Reviewed by Calculator Editorial Team

This guide explains how to calculate the limiting probability for a positive recurrent state in Markov chains. We'll cover the mathematical foundation, provide a step-by-step calculation method, and include an interactive calculator to compute the result for your specific scenario.
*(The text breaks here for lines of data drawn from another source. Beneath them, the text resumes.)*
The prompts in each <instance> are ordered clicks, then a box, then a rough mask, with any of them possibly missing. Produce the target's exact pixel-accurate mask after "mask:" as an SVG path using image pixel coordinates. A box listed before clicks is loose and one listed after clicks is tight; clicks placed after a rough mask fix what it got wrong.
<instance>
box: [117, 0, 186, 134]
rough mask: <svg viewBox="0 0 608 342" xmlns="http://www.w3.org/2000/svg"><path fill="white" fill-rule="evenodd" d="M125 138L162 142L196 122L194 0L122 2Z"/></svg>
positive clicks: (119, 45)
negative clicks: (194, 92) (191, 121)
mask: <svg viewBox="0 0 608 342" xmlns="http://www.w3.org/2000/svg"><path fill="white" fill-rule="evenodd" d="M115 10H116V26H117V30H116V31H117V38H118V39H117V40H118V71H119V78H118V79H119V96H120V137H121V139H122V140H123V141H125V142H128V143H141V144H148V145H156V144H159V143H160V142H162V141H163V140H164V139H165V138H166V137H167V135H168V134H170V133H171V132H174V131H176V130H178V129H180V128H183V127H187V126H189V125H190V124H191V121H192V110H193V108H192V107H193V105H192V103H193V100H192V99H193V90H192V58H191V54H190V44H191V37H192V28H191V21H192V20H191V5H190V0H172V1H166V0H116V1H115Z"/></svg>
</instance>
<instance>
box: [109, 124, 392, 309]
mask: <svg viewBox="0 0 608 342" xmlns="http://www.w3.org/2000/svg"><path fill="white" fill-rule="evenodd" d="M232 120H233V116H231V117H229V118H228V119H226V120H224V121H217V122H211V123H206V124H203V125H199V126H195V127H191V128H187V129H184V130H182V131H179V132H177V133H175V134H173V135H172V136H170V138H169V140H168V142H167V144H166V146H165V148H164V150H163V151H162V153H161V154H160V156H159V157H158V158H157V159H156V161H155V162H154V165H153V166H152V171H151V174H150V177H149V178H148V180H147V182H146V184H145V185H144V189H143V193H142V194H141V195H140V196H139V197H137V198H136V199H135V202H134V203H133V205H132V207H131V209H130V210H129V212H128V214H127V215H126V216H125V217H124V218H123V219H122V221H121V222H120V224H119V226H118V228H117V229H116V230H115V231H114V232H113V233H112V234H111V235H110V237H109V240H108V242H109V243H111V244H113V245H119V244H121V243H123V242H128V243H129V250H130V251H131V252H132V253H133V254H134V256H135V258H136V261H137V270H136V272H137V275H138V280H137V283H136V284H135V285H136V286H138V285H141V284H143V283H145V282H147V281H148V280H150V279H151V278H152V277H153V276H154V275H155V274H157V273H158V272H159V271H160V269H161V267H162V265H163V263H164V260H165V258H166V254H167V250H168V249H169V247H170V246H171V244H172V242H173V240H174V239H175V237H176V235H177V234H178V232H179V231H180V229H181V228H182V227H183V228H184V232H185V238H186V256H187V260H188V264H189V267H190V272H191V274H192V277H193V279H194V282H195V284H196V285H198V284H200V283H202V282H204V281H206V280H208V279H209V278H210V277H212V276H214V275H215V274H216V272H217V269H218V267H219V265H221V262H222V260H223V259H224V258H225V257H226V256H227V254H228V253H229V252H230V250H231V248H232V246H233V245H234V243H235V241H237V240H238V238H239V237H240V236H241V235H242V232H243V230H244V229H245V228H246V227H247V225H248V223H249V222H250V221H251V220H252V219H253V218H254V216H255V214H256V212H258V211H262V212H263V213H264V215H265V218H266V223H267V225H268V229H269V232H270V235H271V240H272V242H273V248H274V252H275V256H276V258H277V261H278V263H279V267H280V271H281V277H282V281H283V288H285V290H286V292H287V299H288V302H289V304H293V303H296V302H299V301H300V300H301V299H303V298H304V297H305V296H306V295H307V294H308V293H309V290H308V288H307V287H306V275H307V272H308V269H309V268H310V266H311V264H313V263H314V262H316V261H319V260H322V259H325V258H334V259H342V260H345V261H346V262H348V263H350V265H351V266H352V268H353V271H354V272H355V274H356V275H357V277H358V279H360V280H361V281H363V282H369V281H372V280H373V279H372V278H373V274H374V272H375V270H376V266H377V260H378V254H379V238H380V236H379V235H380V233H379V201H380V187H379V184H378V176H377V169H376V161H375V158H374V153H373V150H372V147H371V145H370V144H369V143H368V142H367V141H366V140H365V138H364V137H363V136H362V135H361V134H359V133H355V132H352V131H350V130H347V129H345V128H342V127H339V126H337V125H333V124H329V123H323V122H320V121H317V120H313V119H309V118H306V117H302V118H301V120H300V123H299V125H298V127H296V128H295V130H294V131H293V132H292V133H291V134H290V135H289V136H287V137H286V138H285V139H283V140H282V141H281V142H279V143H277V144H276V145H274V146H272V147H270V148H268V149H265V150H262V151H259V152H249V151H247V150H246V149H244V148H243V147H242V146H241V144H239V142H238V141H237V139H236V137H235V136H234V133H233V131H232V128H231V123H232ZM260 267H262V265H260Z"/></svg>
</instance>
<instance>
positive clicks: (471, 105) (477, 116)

What is Limiting Probability?

In probability theory, the limiting probability of a Markov chain describes the long-term behavior of the system as time approaches infinity. For a positive recurrent state, this probability represents the steady-state distribution of the chain.

The limiting probability πi for state i is defined as:

π_i = lim_{n→∞} P(X_n = i | X_0 = j)

This represents the probability that the chain is in state i after n steps, given that it started in state j, as n approaches infinity.

Positive Recurrent State

A state in a Markov chain is positive recurrent if:

  1. The expected return time to the state is finite
  2. The state is recurrent (the chain will return to the state with probability 1)

For positive recurrent states, the limiting probabilities exist and are positive. The sum of all limiting probabilities equals 1:

Σ π_i = 1

Calculation Method

The limiting probabilities for a positive recurrent state can be calculated using the following steps:

  1. Set up the balance equations for each state
  2. Add the normalization equation Σ π_i = 1
  3. Solve the system of equations

The balance equations are derived from the fact that the probability of being in state i in the long run must equal the sum of probabilities of coming from all other states:

π_i = Σ π_j P_{ji}

Where P_{ji} is the transition probability from state j to state i.

Example Calculation

Consider a simple Markov chain with two states:

  • State 1: π₁ = 0.6, P₁₂ = 0.4, P₁₁ = 0.6
  • State 2: π₂ = 0.4, P₂₁ = 0.6, P₂₂ = 0.4

The balance equations are:

π₁ = π₁ * P₁₁ + π₂ * P₂₁ π₂ = π₁ * P₁₂ + π₂ * P₂₂

Substituting the known values:

π₁ = 0.6π₁ + 0.6π₂ π₂ = 0.4π₁ + 0.4π₂

Solving these equations with the normalization condition π₁ + π₂ = 1 gives the limiting probabilities.

Interpretation

The limiting probabilities provide several insights:

  • They show the long-term proportion of time the chain spends in each state
  • They indicate the steady-state distribution of the system
  • They help identify which states are more likely to be occupied in the long run

For example, if π₁ = 0.6 and π₂ = 0.4, the chain will spend 60% of its time in state 1 and 40% in state 2 in the long run.

FAQ

What is the difference between limiting probability and stationary distribution?

For positive recurrent Markov chains, the limiting probability and stationary distribution are the same. Both represent the long-term behavior of the chain.

How do I know if a state is positive recurrent?

A state is positive recurrent if the expected return time is finite. This can be checked by analyzing the transition probabilities and solving for the expected return time.

Can limiting probabilities be negative?

No, limiting probabilities must be non-negative and sum to 1. Any negative value would violate the probability axioms.